The Department of Defense has reported slightly more than 4,400 military deaths in Iraq as of May 28. Numbers of those disabled in this war are harder to come by. But as of 2008, about 181,000 veterans of the Iraq and Afghanistan wars were receiving disability benefits from the Federal government.
When disability comes, often suddenly and violently, on mostly healthy young men, the response can be one of intense questioning of the goodness and sovereignty of God.

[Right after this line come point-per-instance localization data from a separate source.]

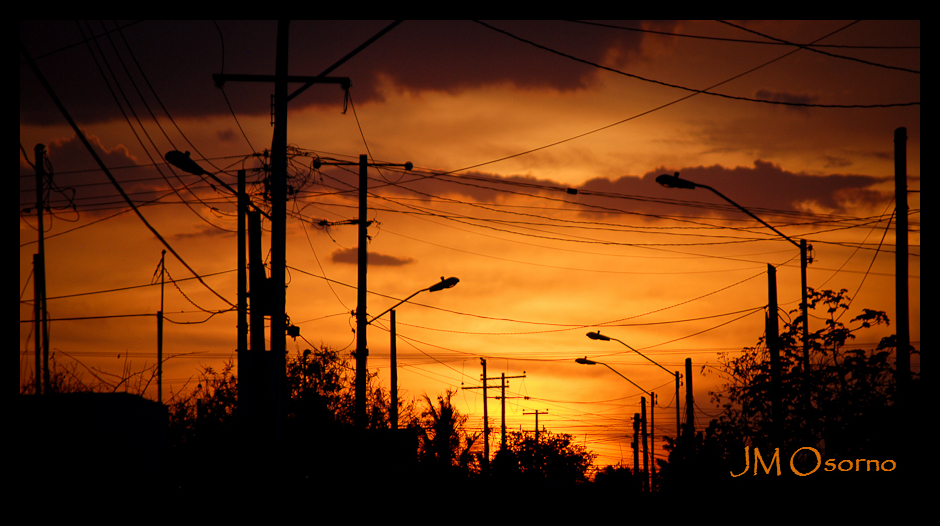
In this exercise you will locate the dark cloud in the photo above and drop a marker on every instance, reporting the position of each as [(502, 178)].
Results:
[(783, 96), (764, 186), (177, 59), (351, 255)]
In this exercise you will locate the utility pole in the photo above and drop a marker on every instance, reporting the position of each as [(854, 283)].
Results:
[(903, 357), (772, 332), (276, 298), (39, 278), (689, 403), (536, 413), (678, 410), (486, 420), (393, 349), (502, 397), (636, 448), (646, 469), (160, 331), (242, 349), (362, 349), (652, 440)]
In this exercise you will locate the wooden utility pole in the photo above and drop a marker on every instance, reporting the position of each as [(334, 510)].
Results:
[(39, 279), (160, 331), (362, 349), (275, 294), (502, 397), (486, 420), (636, 448), (689, 404), (772, 332), (242, 348), (393, 350), (536, 413), (903, 357), (646, 469)]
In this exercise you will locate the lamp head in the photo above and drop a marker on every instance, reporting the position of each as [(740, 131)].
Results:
[(183, 162), (444, 284), (673, 181)]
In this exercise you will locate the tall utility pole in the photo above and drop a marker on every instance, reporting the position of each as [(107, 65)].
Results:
[(279, 230), (160, 331), (502, 397), (646, 469), (486, 420), (903, 357), (362, 349), (689, 403), (242, 349), (636, 448), (275, 298), (393, 359), (772, 331), (39, 279), (536, 413)]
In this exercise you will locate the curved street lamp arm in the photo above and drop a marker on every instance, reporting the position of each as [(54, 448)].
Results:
[(625, 378), (397, 304), (748, 212), (643, 355)]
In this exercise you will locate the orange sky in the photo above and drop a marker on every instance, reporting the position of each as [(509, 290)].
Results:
[(511, 125)]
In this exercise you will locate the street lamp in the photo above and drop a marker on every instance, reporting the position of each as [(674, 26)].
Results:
[(601, 337), (393, 405), (586, 361), (673, 181)]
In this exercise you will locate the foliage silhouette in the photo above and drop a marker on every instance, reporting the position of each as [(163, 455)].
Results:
[(845, 407), (551, 459), (443, 443)]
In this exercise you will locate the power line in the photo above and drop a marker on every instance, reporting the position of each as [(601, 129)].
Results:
[(91, 150), (693, 90), (814, 50)]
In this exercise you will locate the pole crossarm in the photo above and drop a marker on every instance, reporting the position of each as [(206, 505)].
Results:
[(748, 212), (221, 78), (671, 373), (396, 305)]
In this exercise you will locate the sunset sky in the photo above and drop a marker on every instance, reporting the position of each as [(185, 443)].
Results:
[(503, 122)]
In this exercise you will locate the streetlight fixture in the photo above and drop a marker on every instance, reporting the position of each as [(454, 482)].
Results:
[(598, 336), (673, 181), (393, 405), (586, 361)]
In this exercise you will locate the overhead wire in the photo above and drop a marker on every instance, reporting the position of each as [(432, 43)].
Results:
[(81, 135), (703, 91)]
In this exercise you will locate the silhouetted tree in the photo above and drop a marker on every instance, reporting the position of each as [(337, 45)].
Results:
[(844, 407), (443, 441), (553, 459)]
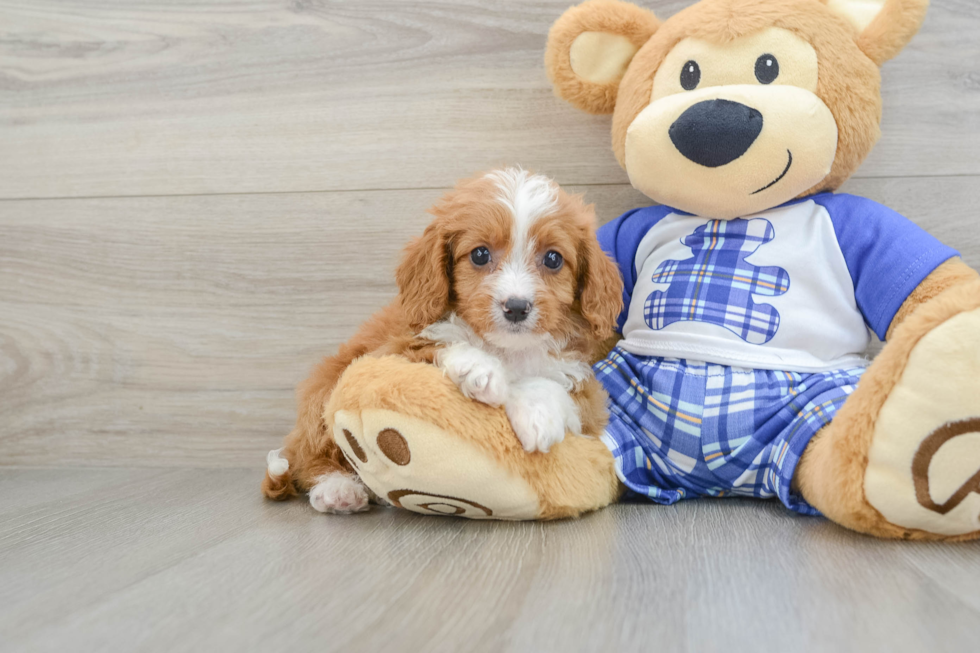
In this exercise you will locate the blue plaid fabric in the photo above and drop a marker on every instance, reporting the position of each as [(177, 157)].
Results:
[(680, 429), (717, 284)]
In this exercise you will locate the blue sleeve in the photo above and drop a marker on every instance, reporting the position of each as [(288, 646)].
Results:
[(887, 255), (621, 238)]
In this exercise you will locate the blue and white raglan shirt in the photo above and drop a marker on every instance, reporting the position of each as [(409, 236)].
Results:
[(796, 287)]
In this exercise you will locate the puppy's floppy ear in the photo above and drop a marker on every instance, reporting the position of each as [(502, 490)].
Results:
[(600, 288), (424, 276), (883, 27), (589, 48)]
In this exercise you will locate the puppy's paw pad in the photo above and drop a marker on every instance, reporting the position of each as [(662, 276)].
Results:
[(339, 493), (538, 426), (478, 375)]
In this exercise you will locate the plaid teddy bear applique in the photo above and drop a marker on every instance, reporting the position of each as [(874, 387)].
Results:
[(717, 284)]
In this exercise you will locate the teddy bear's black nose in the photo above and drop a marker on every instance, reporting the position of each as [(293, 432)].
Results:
[(715, 132)]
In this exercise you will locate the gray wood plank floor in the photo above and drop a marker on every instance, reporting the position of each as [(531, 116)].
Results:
[(198, 199), (180, 560)]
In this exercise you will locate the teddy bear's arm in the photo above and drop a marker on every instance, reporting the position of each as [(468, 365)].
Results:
[(951, 273)]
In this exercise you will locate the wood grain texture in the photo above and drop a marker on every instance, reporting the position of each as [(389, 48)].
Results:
[(175, 560), (171, 330), (108, 97)]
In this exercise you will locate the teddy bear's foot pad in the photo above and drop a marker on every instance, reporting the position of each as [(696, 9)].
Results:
[(415, 465), (924, 461)]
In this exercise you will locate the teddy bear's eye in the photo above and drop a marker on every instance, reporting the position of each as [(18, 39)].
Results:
[(690, 75), (766, 69)]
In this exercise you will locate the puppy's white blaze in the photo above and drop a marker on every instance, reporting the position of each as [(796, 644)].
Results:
[(276, 464), (516, 278), (526, 196)]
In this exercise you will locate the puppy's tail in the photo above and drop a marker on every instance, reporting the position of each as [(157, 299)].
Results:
[(278, 482)]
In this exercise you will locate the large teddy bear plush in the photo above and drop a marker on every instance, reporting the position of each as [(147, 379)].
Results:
[(751, 292)]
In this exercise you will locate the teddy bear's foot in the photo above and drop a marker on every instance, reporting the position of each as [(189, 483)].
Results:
[(415, 465), (924, 462), (419, 444), (902, 458)]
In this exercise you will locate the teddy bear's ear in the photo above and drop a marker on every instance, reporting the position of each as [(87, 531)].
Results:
[(883, 27), (589, 48)]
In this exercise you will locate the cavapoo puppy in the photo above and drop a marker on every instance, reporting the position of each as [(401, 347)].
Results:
[(509, 293)]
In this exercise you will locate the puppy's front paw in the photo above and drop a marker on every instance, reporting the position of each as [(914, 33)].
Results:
[(540, 412), (479, 375), (339, 493)]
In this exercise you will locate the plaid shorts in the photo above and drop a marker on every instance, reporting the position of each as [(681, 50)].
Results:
[(680, 429)]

Yet, God’s word demonstrates both his sovereign intentionality in our lives and the opportunity for hope, no matter the situation:
For I know the plans I have for you, declares the Lord, plans for welfare and not for evil, to give you a future and a hope. Then you will call upon me and come and pray to me, and I will hear you. You will seek me and find me, when you seek me with all your heart. Jeremiah 29:11-13
Nothing ever has or ever will catch God by surprise in our individual lives and circumstances:
In your book were written, every one of them, the days that were formed for me, when as yet there was none of them. Psalm 139:16
And no situation that results in disability, whether from a genetic anomaly, a sickness or disease, an accident or an act of war, has the final word on the glorious reality that awaits those who are trusting in Jesus:
So we do not lose heart. Though our outer self is wasting away, our inner self is being renewed day by day. For this light momentary affliction is preparing for us an eternal weight of glory beyond all comparison, as we look not to the things that are seen but to the things that are unseen. For the things that are seen are transient, but the things that are unseen are eternal. 2 Corinthians 4:16-18
So, thank you to all veterans and those currently in active military service. May Christ’s church welcome you gladly, helping you see the glorious goodness of God in all circumstances. Especially those of you living with disability because of your service.